Au sujet du code électoral

L’élite des Hauts-plateaux à l’Ouest estime que le débat sur l’argument des imperfections du code électoral comme cause du boycott des élections, est un débat sans objet. « C’est sur la base du code électoral sénégalais qu’il avait maintes fois rejeté, que Abdoulaye WADE a été élu Président de la République contre le Président sortant, Abdou DIOUF, en 2000. En fait, la critique intempestive du code électoral relève souvent d’une stratégie de diversion ou alors participe ex ante du rituel de la contestation des résultats », pense le spécialiste des sciences politiques.
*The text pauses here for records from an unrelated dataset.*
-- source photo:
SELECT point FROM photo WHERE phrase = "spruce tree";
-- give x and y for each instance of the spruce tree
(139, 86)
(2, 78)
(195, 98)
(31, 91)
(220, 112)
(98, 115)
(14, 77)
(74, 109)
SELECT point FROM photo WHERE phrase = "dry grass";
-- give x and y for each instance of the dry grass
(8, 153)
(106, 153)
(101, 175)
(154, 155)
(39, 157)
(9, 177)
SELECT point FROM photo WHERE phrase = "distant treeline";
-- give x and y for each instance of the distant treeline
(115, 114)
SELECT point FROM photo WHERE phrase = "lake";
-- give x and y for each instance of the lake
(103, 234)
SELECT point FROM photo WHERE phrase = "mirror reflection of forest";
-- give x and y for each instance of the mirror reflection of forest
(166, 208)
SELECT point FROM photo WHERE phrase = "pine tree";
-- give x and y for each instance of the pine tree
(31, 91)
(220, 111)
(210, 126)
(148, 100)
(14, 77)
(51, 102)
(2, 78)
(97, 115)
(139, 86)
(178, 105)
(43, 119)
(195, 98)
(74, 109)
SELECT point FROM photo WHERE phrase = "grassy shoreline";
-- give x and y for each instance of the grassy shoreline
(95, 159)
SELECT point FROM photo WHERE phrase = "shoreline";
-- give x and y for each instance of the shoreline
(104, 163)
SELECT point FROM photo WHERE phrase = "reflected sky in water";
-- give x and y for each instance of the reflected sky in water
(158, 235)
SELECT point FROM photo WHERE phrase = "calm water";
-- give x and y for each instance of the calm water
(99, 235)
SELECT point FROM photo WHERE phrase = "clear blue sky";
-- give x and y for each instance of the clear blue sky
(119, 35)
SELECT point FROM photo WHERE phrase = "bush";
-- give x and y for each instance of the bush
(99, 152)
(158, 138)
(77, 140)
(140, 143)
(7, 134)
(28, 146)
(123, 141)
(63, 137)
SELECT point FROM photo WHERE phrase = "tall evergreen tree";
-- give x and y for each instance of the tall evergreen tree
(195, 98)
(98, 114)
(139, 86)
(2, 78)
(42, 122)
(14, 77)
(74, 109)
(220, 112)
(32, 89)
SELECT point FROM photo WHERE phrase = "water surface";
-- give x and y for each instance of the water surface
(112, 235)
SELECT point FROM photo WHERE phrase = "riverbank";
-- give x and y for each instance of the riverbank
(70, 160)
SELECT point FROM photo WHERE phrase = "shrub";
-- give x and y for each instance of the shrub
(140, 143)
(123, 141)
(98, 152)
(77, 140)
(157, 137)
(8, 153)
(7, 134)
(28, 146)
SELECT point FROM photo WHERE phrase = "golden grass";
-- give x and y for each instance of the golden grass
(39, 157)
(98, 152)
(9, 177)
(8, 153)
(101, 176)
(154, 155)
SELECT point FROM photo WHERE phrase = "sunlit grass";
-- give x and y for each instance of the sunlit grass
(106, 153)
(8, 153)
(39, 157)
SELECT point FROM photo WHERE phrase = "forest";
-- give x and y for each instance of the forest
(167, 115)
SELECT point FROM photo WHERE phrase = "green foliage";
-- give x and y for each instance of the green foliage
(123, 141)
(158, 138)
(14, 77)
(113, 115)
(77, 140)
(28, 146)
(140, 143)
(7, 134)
« La critique du système électoral n’empêche pas la participation aux élections, comme le montrent à suffisance les exemples ci-dessus cités. Mieux, elle nourrit la participation aux élections, dans la perspective d’une victoire permettant de mettre en œuvre le programme politique comportant éventuellement la révision du code électoral », ajoute-t-il.

La guerre au NOSO

D’après Luc Sindjoun, le débat sur la situation dans les régions du Nord-Ouest et du Sud-Ouest, comme cause du boycott des élections législatives et municipales, n’est pas fondé. Le débat qui vise à consacrer la primauté de la manifestation sur l’élection, s’affranchit des fondamentaux de la démocratie et relève d’une tentative de contrefaçon et de contrebande, pense l’homme politique.
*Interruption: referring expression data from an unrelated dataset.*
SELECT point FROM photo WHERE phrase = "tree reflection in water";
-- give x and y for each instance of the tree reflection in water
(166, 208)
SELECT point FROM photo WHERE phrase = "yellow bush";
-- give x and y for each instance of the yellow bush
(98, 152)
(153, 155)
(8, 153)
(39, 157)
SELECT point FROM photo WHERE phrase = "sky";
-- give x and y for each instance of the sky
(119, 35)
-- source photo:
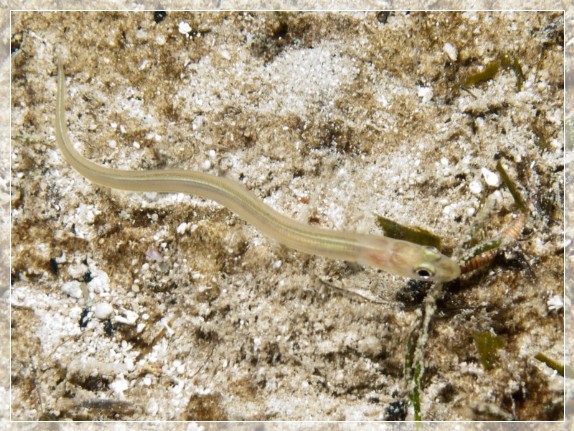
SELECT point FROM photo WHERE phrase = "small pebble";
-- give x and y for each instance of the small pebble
(72, 288)
(103, 310)
(450, 51)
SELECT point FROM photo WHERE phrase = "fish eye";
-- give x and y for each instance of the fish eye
(431, 251)
(424, 273)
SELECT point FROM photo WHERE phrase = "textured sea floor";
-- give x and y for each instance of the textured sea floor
(131, 306)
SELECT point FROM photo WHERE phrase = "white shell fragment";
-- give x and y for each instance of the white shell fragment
(491, 178)
(72, 288)
(183, 27)
(103, 310)
(475, 187)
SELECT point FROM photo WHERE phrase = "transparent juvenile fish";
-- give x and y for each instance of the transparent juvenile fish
(394, 256)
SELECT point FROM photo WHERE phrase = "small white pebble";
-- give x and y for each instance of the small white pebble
(225, 54)
(129, 317)
(119, 385)
(425, 93)
(475, 187)
(72, 288)
(103, 310)
(555, 303)
(491, 178)
(451, 51)
(129, 363)
(183, 27)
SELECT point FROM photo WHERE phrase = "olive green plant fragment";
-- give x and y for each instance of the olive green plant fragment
(417, 235)
(511, 188)
(486, 74)
(484, 248)
(555, 365)
(512, 63)
(487, 344)
(415, 394)
(491, 69)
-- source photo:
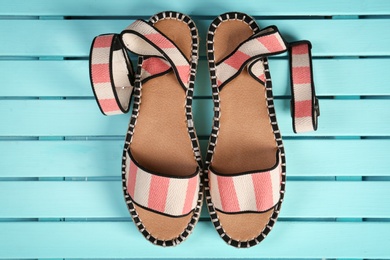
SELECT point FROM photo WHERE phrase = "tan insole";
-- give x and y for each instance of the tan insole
(245, 140)
(161, 142)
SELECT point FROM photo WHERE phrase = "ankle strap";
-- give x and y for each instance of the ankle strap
(111, 73)
(304, 103)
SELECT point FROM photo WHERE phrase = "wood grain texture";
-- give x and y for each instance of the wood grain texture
(60, 158)
(122, 240)
(69, 78)
(104, 199)
(102, 158)
(72, 38)
(82, 118)
(200, 7)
Le taux de participation aux élections

Le politologue démontre que le débat sur le taux de participation aux élections législatives et municipales semble sous-informé et mal-informé au sujet de la problématique générale de la participation électorale dans les démocraties. « La manifestation constitue un mode d’expression démocratique ; mais, elle n’est pas une source de légitimité : la manifestation n’est, ni un mode de sélection des dirigeants, ni une voie démocratique d’accès au pouvoir », affirme Luc Sindjoun.
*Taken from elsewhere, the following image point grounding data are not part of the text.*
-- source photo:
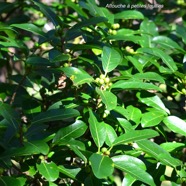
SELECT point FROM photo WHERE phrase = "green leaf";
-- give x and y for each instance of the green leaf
(149, 76)
(49, 170)
(54, 115)
(102, 166)
(152, 118)
(85, 23)
(77, 75)
(60, 58)
(136, 63)
(29, 148)
(10, 115)
(48, 13)
(70, 172)
(97, 130)
(111, 58)
(75, 149)
(77, 8)
(133, 166)
(125, 124)
(161, 54)
(129, 14)
(38, 61)
(172, 146)
(167, 43)
(180, 31)
(152, 101)
(134, 84)
(7, 180)
(30, 28)
(135, 135)
(158, 153)
(12, 122)
(110, 135)
(108, 98)
(128, 180)
(75, 130)
(176, 124)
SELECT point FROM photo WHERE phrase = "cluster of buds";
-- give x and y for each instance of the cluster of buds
(103, 81)
(114, 27)
(130, 50)
(105, 151)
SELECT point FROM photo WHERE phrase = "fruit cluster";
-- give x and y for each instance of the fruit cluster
(130, 50)
(114, 27)
(105, 151)
(103, 81)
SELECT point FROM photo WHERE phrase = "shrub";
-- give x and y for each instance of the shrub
(92, 95)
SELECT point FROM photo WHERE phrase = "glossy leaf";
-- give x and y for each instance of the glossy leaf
(180, 31)
(149, 76)
(136, 63)
(76, 8)
(30, 28)
(176, 124)
(102, 166)
(55, 115)
(110, 135)
(87, 22)
(135, 135)
(161, 54)
(128, 180)
(111, 58)
(97, 130)
(29, 148)
(49, 170)
(108, 98)
(167, 43)
(60, 58)
(75, 130)
(152, 118)
(133, 166)
(129, 14)
(125, 124)
(48, 13)
(152, 101)
(78, 76)
(7, 180)
(134, 84)
(158, 153)
(70, 172)
(172, 146)
(38, 61)
(10, 115)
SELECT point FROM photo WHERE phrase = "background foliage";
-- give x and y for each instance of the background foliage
(92, 95)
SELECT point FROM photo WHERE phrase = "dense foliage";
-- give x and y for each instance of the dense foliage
(93, 95)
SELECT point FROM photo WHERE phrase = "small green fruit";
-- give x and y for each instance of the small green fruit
(183, 91)
(101, 81)
(66, 65)
(107, 80)
(24, 128)
(17, 135)
(97, 80)
(103, 149)
(107, 153)
(25, 139)
(102, 76)
(114, 32)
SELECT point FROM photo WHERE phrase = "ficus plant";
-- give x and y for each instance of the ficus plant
(92, 96)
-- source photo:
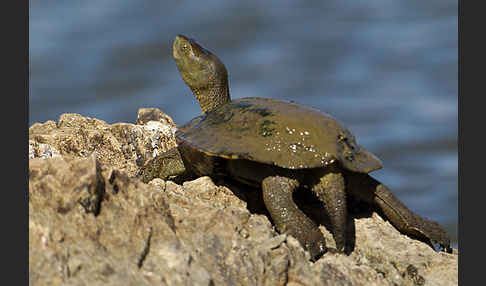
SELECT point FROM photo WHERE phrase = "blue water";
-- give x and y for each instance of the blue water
(386, 69)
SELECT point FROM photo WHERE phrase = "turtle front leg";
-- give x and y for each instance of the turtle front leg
(331, 191)
(372, 191)
(288, 218)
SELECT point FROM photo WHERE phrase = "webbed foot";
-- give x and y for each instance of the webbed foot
(372, 191)
(288, 218)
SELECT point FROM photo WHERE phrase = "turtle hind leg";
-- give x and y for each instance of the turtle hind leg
(331, 192)
(372, 191)
(288, 218)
L’obésité du RDPC dans les conseils municipaux et à l’assemblée nationale

Le politiste affirme que le débat sur la majorité écrasante du parti politique, RDPC, est ignorant de la possibilité et de la réalité de l’émergence d’un parti dominant dans une démocratie électorale. « Il en est ainsi au Cameroun avec le RDPC, comme en Afrique du Sud avec l’ANC. Dans ces deux Etats, ces deux partis politiques détiennent l’essentiel des leviers de pouvoir aux plans national et local. Ce qui importe, c’est que le parti dominant soit le produit des élections libres, transparentes et honnêtes », précise-t-il.

Lebledparle.com vous propose de lire toute la tribune du Pr Luc Sindjoun, Agrégé de Science Politique et Professeur des Universités.

A propos des débats sur les élections législatives et municipales : le crépuscule de l’imposture

1-Le débat sur l’opportunité de la tenue des élections législatives et municipales était un faux débat. La tenue desdites élections a été conforme à la Constitution et au Code électoral. Le mandat des députés et des conseillers municipaux élus en 2013 avait déjà pris fin. La prorogation des mandats qui est une exception, ne pouvait pas devenir la règle, comme le souhaitaient certains, peu respectueux de la volonté populaire telle qu’elle s’exprime lors des élections, plus portés vers des arrangements en marge des procédures démocratiques.  En tout état de cause, outre les exigences de fin du mandat, c’est le Président de la République, en tant que garant de l’ordre, de la tranquillité et de la sécurité publique, qui est bien placé pour apprécier si les conditions sont réunies pour permettre le déroulement serein des élections législatives et municipales. Ce qu’il a fait en décidant de convoquer le corps électoral. Cette décision était lourde de signification : le Président de la République, en tant qu’il exerce, au premier plan, la responsabilité de protéger les populations, s’engage à tout mettre en œuvre en vue de la tenue des élections législatives et municipales. A cet effet, il est surprenant que des personnes de bonne ou de mauvaise foi, n’ayant pas le même niveau d’informations que le Président de la République sur l’état de la nation, aient choisi de douter de l’opportunité de la tenue des élections, sans apporter le moindre commencement de preuves pour soutenir leur thèse. Il ne s’agit pas de prétendre qu’une option présidentielle est insusceptible de toute critique ; la critique est la bienvenue, à condition qu’elle soit argumentée et qu’elle repose sur des faits objectifs. Or, dans le cas d’espèce, ce qui était souvent à l’œuvre, c’était la tentative d’installer les députés et les conseillers municipaux dans une position de relative fragilité démocratique, afin de justifier éventuellement le recours à des procédés anti-démocratiques. Certes, d’aucuns ont convoqué les circonstances exceptionnelles pour demander le report des élections législatives et municipales ; mais, c’est le Président de la République qui juge de l’opportunité d’invoquer les circonstances exceptionnelles. Dans le cas d’espèce, c’est sur la base de sa connaissance de la situation, qu’il a décidé de la tenue des élections législatives et municipales, le 9 février. Et les faits lui ont donné raison.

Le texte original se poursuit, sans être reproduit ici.